A key skill, one that the A1s are schooled in, is looking at the big picture to anticipate events and crowd reactions to them. For instance, Pfannerstill said, fans at the game will notice an open receiver downfield, and their noise will swell accordingly, intuitively prompting him to push his ambience channels up in anticipation. But, if the crowd-sound mixer does the same thing at the same time, the effect is overpowering and inauthentic. “We’re getting better at that as we go along,” he noted.

He added that the network announcers, who are working remotely, often clamor to hear more of the crowd sounds in their earpieces.

“They’ll usually have the crowd pouring into their headsets through the crowd mics and the parabs and natural bleed that comes into the booth. But they don’t that have anymore,” he explained. “They really feed off that. I’ve gone from –10 to zero for them on a game.”

Continuous Training

Noting that NFL Films makes constant adjustments to the velocity and other parameters of the sound files to address issues like that, Caputo pointed out that such miscues are diminishing as a result of accumulated experience and his regular after-game virtual meetings with the crowd-sound mixers.

“Our main teaching point has been the need to jump on reactions early and build reaction shots, so they don’t sound like they came out of nowhere,” he says.

Other items on the DTAVG agenda included better integration with venue event-production teams, whose music, effects, and other elements pumped into the PA system find their way into the broadcast mix.

Another issue has been where to position the crowd-sound mixers. In some cases, location is determined by the availability of and proximity to broadcast comms in the venue. In at least one case, the mixers have been positioned outside in the truck compound, but the approach of winter will prompt a search for other locations.

What most A1s have been happy about is how available is audio from the field of play and, particularly, the scrimmage line without the masking effect of actual crowd noise.

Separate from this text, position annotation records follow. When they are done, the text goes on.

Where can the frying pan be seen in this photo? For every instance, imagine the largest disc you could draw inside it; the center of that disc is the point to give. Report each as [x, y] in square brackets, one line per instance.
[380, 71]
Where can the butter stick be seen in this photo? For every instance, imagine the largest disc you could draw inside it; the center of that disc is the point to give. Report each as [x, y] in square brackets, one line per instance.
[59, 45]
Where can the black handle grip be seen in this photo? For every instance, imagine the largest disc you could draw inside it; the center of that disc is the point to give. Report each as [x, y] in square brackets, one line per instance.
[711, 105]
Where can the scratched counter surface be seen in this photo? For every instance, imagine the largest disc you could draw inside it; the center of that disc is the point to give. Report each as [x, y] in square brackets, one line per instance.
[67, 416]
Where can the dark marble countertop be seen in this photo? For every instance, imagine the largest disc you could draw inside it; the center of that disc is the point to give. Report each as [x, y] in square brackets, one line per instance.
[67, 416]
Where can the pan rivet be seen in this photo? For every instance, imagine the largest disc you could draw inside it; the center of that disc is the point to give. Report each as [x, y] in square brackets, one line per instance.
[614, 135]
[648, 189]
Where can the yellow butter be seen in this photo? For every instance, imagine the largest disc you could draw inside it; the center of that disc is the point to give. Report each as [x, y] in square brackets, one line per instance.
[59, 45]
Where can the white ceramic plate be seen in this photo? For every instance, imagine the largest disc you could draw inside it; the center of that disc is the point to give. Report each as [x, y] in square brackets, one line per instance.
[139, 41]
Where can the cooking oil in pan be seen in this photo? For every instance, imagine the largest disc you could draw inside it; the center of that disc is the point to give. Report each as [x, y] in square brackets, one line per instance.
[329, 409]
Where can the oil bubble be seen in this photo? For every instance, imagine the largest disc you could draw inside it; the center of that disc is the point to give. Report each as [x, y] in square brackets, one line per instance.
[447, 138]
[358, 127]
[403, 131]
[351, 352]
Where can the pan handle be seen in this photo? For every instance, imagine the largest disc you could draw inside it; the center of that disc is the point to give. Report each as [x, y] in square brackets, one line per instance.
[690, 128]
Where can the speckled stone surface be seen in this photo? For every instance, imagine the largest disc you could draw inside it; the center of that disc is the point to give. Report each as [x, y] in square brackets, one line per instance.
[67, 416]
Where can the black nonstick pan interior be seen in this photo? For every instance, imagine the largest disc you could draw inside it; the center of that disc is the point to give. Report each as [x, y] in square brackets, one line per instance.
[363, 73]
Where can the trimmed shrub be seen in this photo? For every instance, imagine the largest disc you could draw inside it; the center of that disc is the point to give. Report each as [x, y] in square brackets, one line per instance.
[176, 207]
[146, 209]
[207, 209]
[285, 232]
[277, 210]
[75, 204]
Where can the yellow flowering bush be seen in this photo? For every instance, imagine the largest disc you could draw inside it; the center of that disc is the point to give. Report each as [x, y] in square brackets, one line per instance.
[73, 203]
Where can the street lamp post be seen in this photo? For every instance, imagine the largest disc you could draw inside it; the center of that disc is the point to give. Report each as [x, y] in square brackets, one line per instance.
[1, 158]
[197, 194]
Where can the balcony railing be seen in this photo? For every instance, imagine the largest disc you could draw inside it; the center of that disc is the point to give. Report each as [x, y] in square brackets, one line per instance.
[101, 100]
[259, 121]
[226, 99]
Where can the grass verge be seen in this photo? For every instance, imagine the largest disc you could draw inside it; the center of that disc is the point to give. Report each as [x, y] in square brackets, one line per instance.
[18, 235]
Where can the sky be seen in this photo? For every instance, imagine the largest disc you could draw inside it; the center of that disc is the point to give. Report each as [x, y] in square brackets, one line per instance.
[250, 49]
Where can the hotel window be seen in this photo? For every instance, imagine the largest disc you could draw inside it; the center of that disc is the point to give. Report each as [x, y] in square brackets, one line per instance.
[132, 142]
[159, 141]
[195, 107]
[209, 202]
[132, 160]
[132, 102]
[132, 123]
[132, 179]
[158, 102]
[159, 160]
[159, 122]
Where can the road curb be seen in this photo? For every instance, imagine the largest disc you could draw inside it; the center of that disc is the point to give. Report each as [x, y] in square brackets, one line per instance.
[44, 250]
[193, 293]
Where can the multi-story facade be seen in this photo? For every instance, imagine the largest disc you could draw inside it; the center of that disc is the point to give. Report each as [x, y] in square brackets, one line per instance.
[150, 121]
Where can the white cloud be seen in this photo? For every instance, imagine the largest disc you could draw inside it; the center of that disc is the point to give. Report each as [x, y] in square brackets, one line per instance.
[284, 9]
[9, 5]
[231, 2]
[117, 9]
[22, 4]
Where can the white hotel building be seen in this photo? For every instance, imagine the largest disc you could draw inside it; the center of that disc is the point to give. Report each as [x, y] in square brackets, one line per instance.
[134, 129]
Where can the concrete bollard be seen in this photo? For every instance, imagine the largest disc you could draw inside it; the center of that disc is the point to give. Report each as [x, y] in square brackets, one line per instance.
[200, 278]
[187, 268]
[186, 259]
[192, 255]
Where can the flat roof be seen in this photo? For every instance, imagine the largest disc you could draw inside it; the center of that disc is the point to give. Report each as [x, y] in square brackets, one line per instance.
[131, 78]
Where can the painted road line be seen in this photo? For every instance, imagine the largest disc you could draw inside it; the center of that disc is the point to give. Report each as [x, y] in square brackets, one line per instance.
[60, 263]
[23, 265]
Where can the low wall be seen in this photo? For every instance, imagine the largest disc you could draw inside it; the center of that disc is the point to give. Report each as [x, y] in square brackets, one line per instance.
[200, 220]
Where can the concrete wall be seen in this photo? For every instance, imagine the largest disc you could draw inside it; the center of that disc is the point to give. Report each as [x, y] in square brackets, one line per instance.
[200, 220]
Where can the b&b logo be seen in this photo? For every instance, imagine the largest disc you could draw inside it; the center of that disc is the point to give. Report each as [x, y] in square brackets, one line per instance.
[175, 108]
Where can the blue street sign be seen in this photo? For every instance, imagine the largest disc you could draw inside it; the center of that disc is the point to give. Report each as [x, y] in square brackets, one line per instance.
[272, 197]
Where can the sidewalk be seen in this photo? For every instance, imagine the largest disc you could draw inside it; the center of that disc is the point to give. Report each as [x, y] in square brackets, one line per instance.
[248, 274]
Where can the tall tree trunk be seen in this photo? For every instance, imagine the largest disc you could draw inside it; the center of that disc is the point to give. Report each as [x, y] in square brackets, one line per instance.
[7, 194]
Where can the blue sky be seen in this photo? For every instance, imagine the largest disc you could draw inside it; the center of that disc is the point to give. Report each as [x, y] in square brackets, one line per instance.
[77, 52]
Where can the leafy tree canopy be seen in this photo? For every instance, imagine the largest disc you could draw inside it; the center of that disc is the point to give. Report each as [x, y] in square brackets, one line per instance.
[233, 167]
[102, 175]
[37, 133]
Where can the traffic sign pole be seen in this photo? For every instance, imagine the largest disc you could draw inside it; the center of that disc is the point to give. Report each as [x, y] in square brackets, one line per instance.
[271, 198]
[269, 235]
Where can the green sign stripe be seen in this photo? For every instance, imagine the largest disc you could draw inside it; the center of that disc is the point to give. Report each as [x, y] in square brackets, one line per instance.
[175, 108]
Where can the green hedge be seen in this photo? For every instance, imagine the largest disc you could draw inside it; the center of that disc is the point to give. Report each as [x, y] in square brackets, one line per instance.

Freed attributed that to the infrastructure that sports broadcasting has built up in stadiums over the years, with player mics and parabolic collectors covering almost every inch of the playing field.

“I can hear more detail, more banter at the scrimmage,” he said. “I’m not struggling to hear the quarterback. And the announcers are working off it.”

Stevens cited sound effects that he had never heard before, such as the sound of cleats making a sharp turn on artificial turf. However, he added, it’s critical to achieve a newly balanced mix that blends curated sounds with actual ones. Otherwise, it can sound “naked and minimal … not like an event.” The mix, he emphasized, needs to achieve the league’s professional “stature.”

In fact, according to submixer Justin Blackwood, the curated crowd sounds can actually help make the transitions between nat-sound sources. Once those audio levels began to become more consistent, he noted, he was able to push his effects sounds harder and feel them more seamlessly integrate with such elements as the PA and music. “It really helps tie them all together.”

A larger truth emerged from the session, however: an appreciation for the value of fans in the stands.

“Without fans,” said Stevens, “it doesn’t sound like the same thing. I’ve come to have a real appreciation of the crowd.”